Politique belge Président de la Sowalfin et directeur d’un invest, Jean-Sébastien Belle est aussi administrateur d’une banque.

Jean-Sébastien Belle est un expert. Cet ingénieur commercial sorti de Solvay a pris en 1992 les rênes de l’invest Mons-Borinage Centre (IBMC). Ancien chef de cabinet du ministre wallon de l’Economie, Jean-Claude Marcourt (PS), il est devenu, en 2002, président du conseil d’administration de la Sowalfin (56 625 euros bruts par an), l’organisme public régional qui octroie des cofinancements aux entreprises, des garanties sur prêts et qui coordonne aussi les invests en Wallonie.

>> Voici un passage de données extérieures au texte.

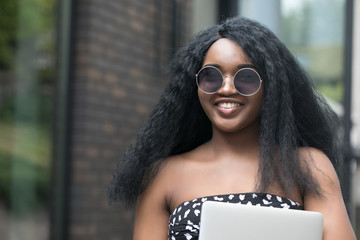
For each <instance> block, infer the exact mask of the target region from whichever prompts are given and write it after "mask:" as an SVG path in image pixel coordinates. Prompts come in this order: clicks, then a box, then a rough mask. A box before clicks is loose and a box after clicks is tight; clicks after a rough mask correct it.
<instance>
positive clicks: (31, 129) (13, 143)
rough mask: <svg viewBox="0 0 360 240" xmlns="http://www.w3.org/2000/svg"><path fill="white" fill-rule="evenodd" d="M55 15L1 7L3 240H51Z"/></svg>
mask: <svg viewBox="0 0 360 240" xmlns="http://www.w3.org/2000/svg"><path fill="white" fill-rule="evenodd" d="M54 13H55V0H1V2H0V133H1V134H0V239H9V240H17V239H27V240H35V239H36V240H42V239H49V227H50V226H49V205H50V204H49V184H50V165H51V153H52V120H53V119H52V111H53V98H54V96H53V94H54V59H55V56H54V54H55V40H54V23H55V19H54V16H55V14H54Z"/></svg>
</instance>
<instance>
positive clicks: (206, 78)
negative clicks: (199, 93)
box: [197, 67, 223, 93]
mask: <svg viewBox="0 0 360 240" xmlns="http://www.w3.org/2000/svg"><path fill="white" fill-rule="evenodd" d="M197 81H198V86H199V88H200V89H201V90H202V91H204V92H206V93H215V92H217V91H218V90H219V89H220V88H221V86H222V81H223V79H222V75H221V73H220V72H219V71H218V70H216V69H215V68H212V67H205V68H203V69H201V70H200V72H199V73H198V76H197Z"/></svg>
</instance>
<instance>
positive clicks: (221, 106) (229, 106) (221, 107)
mask: <svg viewBox="0 0 360 240" xmlns="http://www.w3.org/2000/svg"><path fill="white" fill-rule="evenodd" d="M216 105H217V106H218V107H221V108H236V107H240V106H241V104H240V103H234V102H222V103H218V104H216Z"/></svg>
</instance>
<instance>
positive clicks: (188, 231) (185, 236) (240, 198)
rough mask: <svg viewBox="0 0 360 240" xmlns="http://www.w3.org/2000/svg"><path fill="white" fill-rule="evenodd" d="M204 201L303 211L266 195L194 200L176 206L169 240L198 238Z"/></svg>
mask: <svg viewBox="0 0 360 240" xmlns="http://www.w3.org/2000/svg"><path fill="white" fill-rule="evenodd" d="M205 201H219V202H228V203H239V204H250V205H255V206H267V207H277V208H286V209H297V210H304V208H303V207H302V206H301V205H300V204H299V203H297V202H294V201H292V200H291V199H289V198H285V197H281V196H278V195H273V194H268V193H241V194H224V195H214V196H207V197H200V198H196V199H194V200H191V201H186V202H183V203H181V204H180V205H179V206H177V207H176V208H175V209H174V211H173V212H172V214H171V215H170V218H169V231H168V239H169V240H190V239H191V240H194V239H195V240H196V239H198V237H199V230H200V215H201V206H202V204H203V203H204V202H205Z"/></svg>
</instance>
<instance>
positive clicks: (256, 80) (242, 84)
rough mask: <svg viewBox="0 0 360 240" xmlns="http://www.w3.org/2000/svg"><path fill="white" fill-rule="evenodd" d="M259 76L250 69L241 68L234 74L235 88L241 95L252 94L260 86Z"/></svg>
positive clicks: (259, 79)
mask: <svg viewBox="0 0 360 240" xmlns="http://www.w3.org/2000/svg"><path fill="white" fill-rule="evenodd" d="M260 84H261V81H260V77H259V75H258V74H257V73H256V72H255V71H254V70H252V69H242V70H240V71H239V72H237V74H236V75H235V79H234V85H235V88H236V90H237V91H238V92H239V93H241V94H243V95H252V94H254V93H256V92H257V91H258V90H259V88H260Z"/></svg>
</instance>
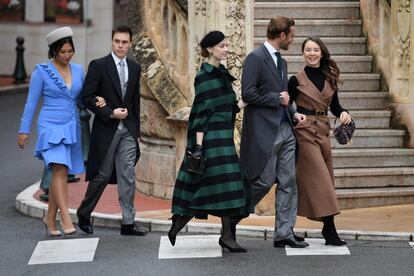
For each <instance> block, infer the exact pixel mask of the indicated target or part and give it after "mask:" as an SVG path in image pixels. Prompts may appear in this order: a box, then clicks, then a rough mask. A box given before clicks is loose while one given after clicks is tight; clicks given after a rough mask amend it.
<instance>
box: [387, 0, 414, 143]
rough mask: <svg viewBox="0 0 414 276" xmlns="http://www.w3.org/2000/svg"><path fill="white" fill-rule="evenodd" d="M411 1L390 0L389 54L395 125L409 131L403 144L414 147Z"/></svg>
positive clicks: (413, 73) (412, 4) (411, 6)
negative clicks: (408, 134)
mask: <svg viewBox="0 0 414 276" xmlns="http://www.w3.org/2000/svg"><path fill="white" fill-rule="evenodd" d="M413 9H414V1H411V0H392V4H391V22H392V23H391V24H392V26H391V31H392V38H393V47H392V51H391V53H392V54H391V68H390V69H391V82H390V95H391V97H392V102H393V103H392V105H393V107H394V110H395V118H396V121H397V123H398V124H401V125H403V126H404V127H406V128H407V130H408V132H409V139H408V140H407V141H406V145H407V146H409V147H414V68H413V67H414V57H413V53H414V45H413V43H411V37H413V36H412V35H413V34H414V28H413V27H412V26H414V25H413V24H414V11H413Z"/></svg>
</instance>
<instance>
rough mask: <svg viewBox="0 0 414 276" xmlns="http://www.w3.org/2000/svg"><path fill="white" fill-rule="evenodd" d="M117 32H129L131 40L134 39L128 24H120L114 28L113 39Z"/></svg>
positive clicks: (130, 38)
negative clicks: (133, 38)
mask: <svg viewBox="0 0 414 276" xmlns="http://www.w3.org/2000/svg"><path fill="white" fill-rule="evenodd" d="M115 33H127V34H129V41H132V31H131V29H130V28H129V27H128V26H126V25H119V26H116V27H115V28H114V29H112V39H113V38H114V34H115Z"/></svg>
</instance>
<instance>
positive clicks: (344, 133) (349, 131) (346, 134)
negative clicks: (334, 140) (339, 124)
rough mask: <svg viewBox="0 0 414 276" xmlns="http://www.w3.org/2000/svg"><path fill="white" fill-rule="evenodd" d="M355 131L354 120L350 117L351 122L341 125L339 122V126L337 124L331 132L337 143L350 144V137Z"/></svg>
mask: <svg viewBox="0 0 414 276" xmlns="http://www.w3.org/2000/svg"><path fill="white" fill-rule="evenodd" d="M335 124H336V118H335V122H334V125H335ZM354 131H355V121H354V120H353V119H351V122H350V123H349V124H347V125H343V124H340V125H339V126H337V127H336V128H335V129H334V131H333V134H334V136H335V138H336V141H338V143H339V144H341V145H350V144H351V142H352V141H351V139H352V135H353V134H354Z"/></svg>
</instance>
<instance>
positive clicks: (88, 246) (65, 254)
mask: <svg viewBox="0 0 414 276" xmlns="http://www.w3.org/2000/svg"><path fill="white" fill-rule="evenodd" d="M98 242H99V238H90V239H61V240H47V241H39V242H38V243H37V245H36V248H35V249H34V251H33V254H32V256H31V258H30V260H29V263H28V264H29V265H36V264H52V263H76V262H92V261H93V258H94V256H95V251H96V248H97V246H98Z"/></svg>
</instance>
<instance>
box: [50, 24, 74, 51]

"La Libre" a déjà pointé cette double casquette fort lourde à porter. D’autant que Jean-Sébastien Belle est aussi président du conseil d’administration de la FN Herstal, "le mandat le mieux rémunéré de Wallonie", s’exclame une source.

Mélange privé/public

Mais un élément vient s’ajouter au CV de l’ex-chef de cabinet socialiste. Depuis 2014, il est membre non-exécutif du conseil d’administration (et membre du comité d’audit) de la banque CPH. Or, cette banque, surtout active dans le Hainaut, rentre des dossiers auprès de la Sowalfin et auprès d’IBMC. Autrement dit, Jean-Sébastien Belle pourrait avoir accepté un mandat privé fort encombrant en ces temps de transparence… Percevant des indemnités de CPH, certains pourraient le suspecter d’être tenté de faciliter les dossiers de cette banque, fort de sa position de président de la Sowalfin et de directeur d’IBMC.

Le cas "Liébin"

Même si Jean-Sébastien Belle n’a jamais eu de mandat politique, sa situation rappelle celle de Bernard Liébin (MR). Ce dernier est directeur exécutif de la Sowalfin tout en siégeant dans une entreprise privée qui bénéficiait de cofinancement de la Sowalfin et de CPH, banque dans laquelle il siégeait également… Depuis nos révélations, l’ex-conseiller communal de La Louvière et ex-conseiller provincial du Hainaut a annoncé sa démission de tous ses mandats politiques et publics.

"Impossible d’influencer"

Contacté au sujet de son mandat privé dans une banque, Jean-Sébastien Belle a tenu à répondre par un long mail circonstancié. En résumé, à ses yeux, il n’y a pas de problème légal ou éthique. Tout favoritisme est impossible, explique-t-il : "Un administrateur non exécutif ( de CPH) ne peut interférer, intervenir dans la gestion opérationnelle de la banque. Dans la pratique et très concrètement, conformément à la loi, un administrateur non exécutif ne peut et n’intervient pas dans le processus d’octroi de crédits et il lui est impossible d’influencer dans un sens ou dans un autre une décision de crédit. Ces dispositions sont bien évidemment respectées à la lettre." De même, en ce qui concerne son rôle à la Sowalfin, Jean-Sébastien Belle rappelle qu’il n’y joue pas un rôle exécutif. Il serait dès lors en dehors de tout conflit d’intérêts au sens légal du terme.

Par ailleurs, il nous explique que les dossiers rentrés par la banque CPH - que ce soit à la Sowalfin ou chez IBMC - représentent une part tout à fait marginale de l’activité de ces deux outils publics de développement économique. Une preuve à ses yeux qu’il n’y a pas eu "influence" de sa part en faveur des dossiers de CPH.

Enfin, Jean-Sébastien Belle n’a pas souhaité communiquer le détail de ses rémunérations, son mandat de président de la Sowalfin mis à part.